I would add that "professionalism" issues are not universally why people get canned.
Read my posts and you'll see.
Examples are strongly advocating what's best for patient (there are times you will *know* current management isn't working/needs change) but don't make waves. Bite your tongue. Always just do what senior/upper want and any "challenge" to authority should not seem like so and be phrased almost as a question.
Being slow. "Your job isn't spending time with patients, it's getting notes done." No joke.
Don't know how much inpt you do but here goes:
Your goal is answering all pages within 5 min or faster, some order requests you will satisfy like tylenol doesn't need nurse callback if your EHR is the kind where order to do's pop up on nurse's screen or FYI pages that don't seem important. At the start I still called all of the nurses back no matter what until they told me the kinda things they didn't want calls back on.
Your goal is doing all admits, all H&Ps done and written timely, putting in all orders (there are.always orders you can feel confident on puutting in, the rest you can.wait until you can ask someone above you) speed pre-rounding, try to take no more than 5-10 min seeing patients in AM (sounds cruel but you need all the speed you can get) 5-15 min per prog note, good quick presentations on all patients, ask attending/senior how to make presentations better, all transfer and discharge summaries, updating families. Basically everything but calling consults because other docs don't want to talk to your dumbas$.

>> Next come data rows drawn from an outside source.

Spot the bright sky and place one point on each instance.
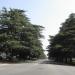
(48, 13)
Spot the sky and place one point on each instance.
(47, 13)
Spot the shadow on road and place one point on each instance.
(56, 63)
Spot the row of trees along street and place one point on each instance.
(19, 38)
(62, 45)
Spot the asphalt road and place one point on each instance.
(36, 69)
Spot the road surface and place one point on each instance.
(36, 69)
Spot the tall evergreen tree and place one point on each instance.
(61, 46)
(18, 37)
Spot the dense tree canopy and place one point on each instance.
(18, 37)
(62, 45)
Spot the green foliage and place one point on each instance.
(61, 46)
(18, 36)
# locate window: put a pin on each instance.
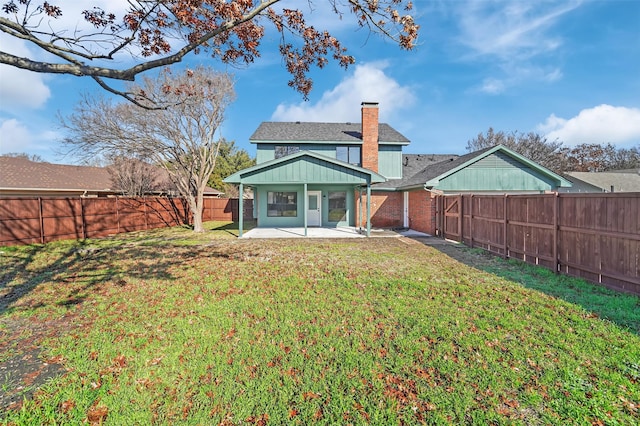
(282, 204)
(284, 150)
(337, 206)
(349, 154)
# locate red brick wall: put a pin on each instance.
(422, 211)
(386, 209)
(370, 136)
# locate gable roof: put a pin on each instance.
(310, 132)
(432, 174)
(620, 181)
(20, 173)
(412, 165)
(243, 175)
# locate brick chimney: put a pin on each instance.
(370, 135)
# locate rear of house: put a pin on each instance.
(356, 174)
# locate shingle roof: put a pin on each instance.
(413, 165)
(309, 132)
(434, 170)
(20, 173)
(621, 182)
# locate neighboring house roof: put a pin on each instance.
(20, 173)
(579, 185)
(283, 170)
(610, 181)
(432, 174)
(308, 132)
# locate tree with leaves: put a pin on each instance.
(159, 33)
(530, 145)
(230, 160)
(179, 136)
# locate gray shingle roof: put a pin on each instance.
(20, 173)
(413, 165)
(309, 132)
(621, 182)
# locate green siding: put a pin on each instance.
(390, 161)
(306, 169)
(496, 172)
(265, 151)
(265, 221)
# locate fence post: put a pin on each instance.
(41, 220)
(470, 222)
(556, 219)
(117, 215)
(82, 218)
(460, 217)
(505, 225)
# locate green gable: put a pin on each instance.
(305, 167)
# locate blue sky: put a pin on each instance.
(569, 70)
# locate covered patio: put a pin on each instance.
(293, 192)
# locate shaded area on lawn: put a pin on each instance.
(620, 308)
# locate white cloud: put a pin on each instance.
(511, 30)
(16, 136)
(600, 124)
(368, 83)
(517, 37)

I would time my activities if I had to.
Now you're freaking because all of the above is overwhelming. It's OK. I just wanted you to know what the ultimate perfect goal is. Try hard to get there, if you're struggling with an element, ask upper how to do it better/faster and what tasks they want you to focus on first. They will be teaching and doing some of your job for you, you just want to be sure that you are meeting expectations and of course you still don't know what that is, and growing as they would like to see.
Good problem lists, some sort of assessment. Don't worry too much on how good your plans are now, better to keep mouth shut than offer any guess that might seem dumb.
Get survival guide (meant for residents not students), PocketMedicine or other specialty specific pocket-save-my-ass on plans reference. Resident organizations online often sell useful pocket guides.
Worry about speed, learning system of getting **** done in hospital, knowledge comes with experience and speed will give you more time to think. What you don't know jot it down look it up later. During.day only read.bare minimun to get **** done. Later.in day read about patients and this other stuff. Hard to do but even 10 min on UTD is going to help.
Learning nuts and bolts of doing like eveything, is what they want first out of you as ****'s gotta get done. Once you know the how, then you can focus on the medical knowledge part of it, the what and why.
My practical advice in my other posts.